The second round of birthdays, death dates, and holidays have come and gone. Grieving feels like an unwanted yet ever present constant. Sometimes it’s front and center, other times it fades into the background, but still it lurks. It was during this time I careened my way into a light bulb moment.
It was New Year’s Eve. I know I know it is so cliché. I wish I could take credit for planning my launch into 2016, but trust me if I’d written the script it would’ve been much less sloppy and embarrassing.
A delicious italian meal downtown with a group of new friends was a promising start to my New Year’s Eve celebration. From there we walked to a concert line up of three great bands, including a friend of mine as the opener. The concert venue had two levels with several stairs separating the dance floor from the bar area. I remember tearing it up on the dance floor as my friend played. I don’t remember how I teared up on the stairs leading away from the dance floor, but tearing up quickly turned to uncontrollable, inconsolable sobbing.

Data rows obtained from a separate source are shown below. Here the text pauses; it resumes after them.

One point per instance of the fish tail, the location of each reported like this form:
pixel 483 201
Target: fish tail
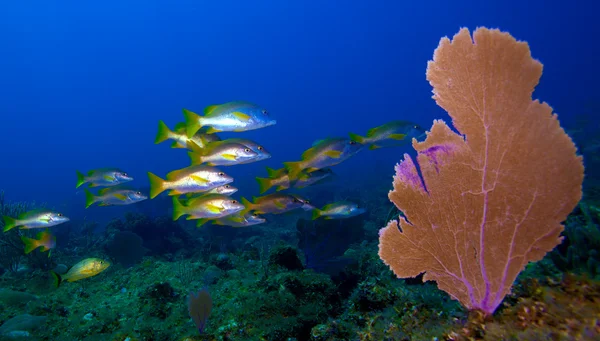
pixel 9 223
pixel 192 122
pixel 163 134
pixel 90 199
pixel 195 158
pixel 178 209
pixel 57 280
pixel 157 185
pixel 293 168
pixel 30 244
pixel 80 179
pixel 357 138
pixel 263 184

I woke up in the morning with one overwhelming thought, “I will never let that happen again.” While I don’t do public emotion, I’d allowed myself plenty of moments for feeling and crying so this caught me completely off guard. Grief had control, not me. It chose when it politely waited in the wings and when it roared in unwelcome and announced.
On January 1, 2016 I determined grief would no longer embody me, it would sit beside me. It wasn’t until years later I fully understood this to be my light bulb moment. This somewhat unconscious change in perception and my relationship with grief changed my life moving forward. Without realizing it I’d shifted gears from The Haze into new territory.